Roberts Lab · Self-directed tutorial

Version control your work with Git & GitHub.

GitHub is where the lab keeps its code, notebooks, and analyses — version-controlled, backed up, and open. This tutorial gets you from zero to a working repository using the friendly GitHub Desktop app, then shows the same workflow on the command line once you're ready.

⏱️ ~1–2 hours, self-paced 🖱️ GitHub Desktop first ⌨️ Command line as bonus ✅ No prior experience needed
Start here

How to use this tutorial

Do it, don't just read it. By the end you'll have a real repository on GitHub with at least one commit you pushed yourself. Check off boxes as you go — progress saves in this browser.

🧠

Understand

Section 1 explains what version control is and the handful of words you'll keep hearing.

🖱️

Do it with the app

Sections 2–7 walk through the whole loop in GitHub Desktop — no terminal required.

⌨️

Level up

Section 8 repeats every step on the command line for when you're working on Klone or over SSH.

The big picture. A repository ("repo") is a project folder whose entire history Git tracks. You work locally, save snapshots called commits, and push them to GitHub so they're backed up and shareable. That loop — change → commit → push — is 90% of what you'll ever do.
Section 1

Why version control?

Ever ended up with analysis_final.R, analysis_final_v2.R, and analysis_REALLY_final.R? Version control replaces that mess with a single file and a complete, labeled history you can move through.

What Git gives you

  • History — every saved state, who changed what, and why.
  • Undo — roll back to any previous commit.
  • Backup — your work lives on GitHub, not just your laptop.
  • Collaboration — many people on one project without overwriting each other.

Git vs. GitHub

Git is the version-control software that runs on your computer and tracks changes. GitHub is the website that hosts Git repositories online — backup, sharing, issues, and collaboration. GitHub Desktop is a free app that drives Git with buttons instead of typed commands.
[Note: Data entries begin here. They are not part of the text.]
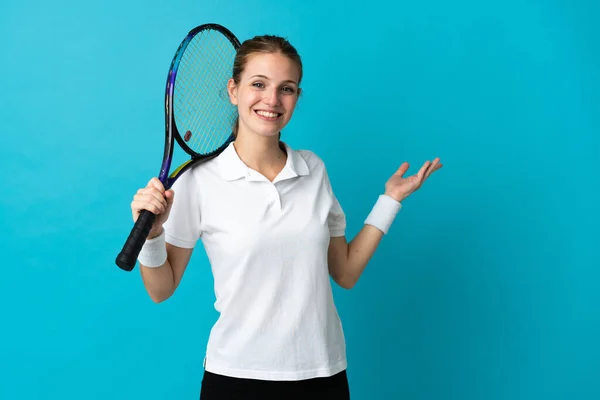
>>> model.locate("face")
[228,53,300,136]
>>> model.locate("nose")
[263,88,279,107]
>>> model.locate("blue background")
[0,0,600,400]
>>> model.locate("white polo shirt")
[164,143,347,380]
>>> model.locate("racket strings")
[173,30,237,155]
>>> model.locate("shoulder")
[294,149,325,172]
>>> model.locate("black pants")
[200,371,350,400]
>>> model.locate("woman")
[131,36,442,400]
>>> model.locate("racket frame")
[115,23,240,272]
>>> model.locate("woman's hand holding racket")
[131,178,175,239]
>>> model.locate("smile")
[254,110,283,121]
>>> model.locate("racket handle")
[116,210,156,271]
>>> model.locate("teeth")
[256,111,279,118]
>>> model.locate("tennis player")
[131,36,442,400]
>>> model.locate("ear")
[227,78,237,106]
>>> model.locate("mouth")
[254,110,283,121]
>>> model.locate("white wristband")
[138,229,167,268]
[365,194,402,235]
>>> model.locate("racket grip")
[116,210,156,271]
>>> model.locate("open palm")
[385,157,443,201]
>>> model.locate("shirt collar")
[218,142,310,181]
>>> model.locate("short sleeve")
[164,169,201,249]
[323,169,346,237]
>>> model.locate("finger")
[165,189,175,206]
[394,161,410,176]
[131,197,166,214]
[425,158,441,179]
[417,160,431,181]
[133,188,168,208]
[134,187,167,206]
[147,178,165,193]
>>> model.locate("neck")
[233,133,286,172]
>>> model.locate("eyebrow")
[250,75,298,86]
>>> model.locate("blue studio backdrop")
[0,0,600,400]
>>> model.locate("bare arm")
[131,178,193,303]
[328,225,383,289]
[327,158,442,289]
[140,230,193,303]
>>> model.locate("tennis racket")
[116,24,240,271]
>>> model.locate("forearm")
[342,225,383,287]
[328,195,401,289]
[138,228,175,303]
[140,260,175,303]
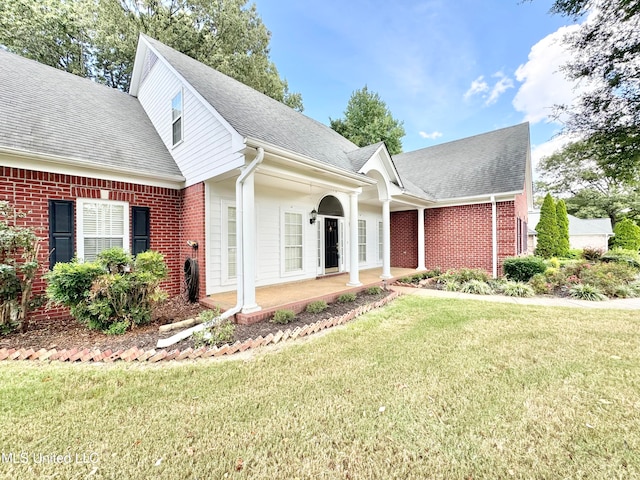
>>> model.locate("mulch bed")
[0,291,391,351]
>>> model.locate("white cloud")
[418,132,442,140]
[513,25,579,123]
[485,72,513,105]
[464,75,489,100]
[464,72,513,106]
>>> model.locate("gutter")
[156,147,264,348]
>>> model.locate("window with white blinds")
[77,198,129,262]
[284,212,302,272]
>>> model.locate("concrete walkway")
[391,285,640,310]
The words you'll keep hearing

TermPlain meaning
Repository (repo)A project folder whose history Git tracks.
CommitA saved snapshot of your changes, with a message describing them.
PushSend your local commits up to GitHub.
Pull / FetchBring changes down from GitHub to your computer.
CloneDownload a copy of a GitHub repo to work on locally.
BranchA parallel line of work you can later merge back in.
Section 2 · Hands-on

Set up your account & the app

Two one-time steps: a GitHub account, and the GitHub Desktop app installed and signed in.

1

Create a GitHub account

Go to github.com/join and sign up. Use a professional username — you'll share it with collaborators. Students and educators can get free upgrades via GitHub Education.

2

Install GitHub Desktop

Download from desktop.github.com (macOS & Windows) and install it like any other app.

3

Sign in & set your identity

Open GitHub Desktop → File ▸ Options ▸ Accounts and sign in to GitHub. Under Git, confirm your name and email so your commits are attributed to you. That's it — you're ready to make a repo.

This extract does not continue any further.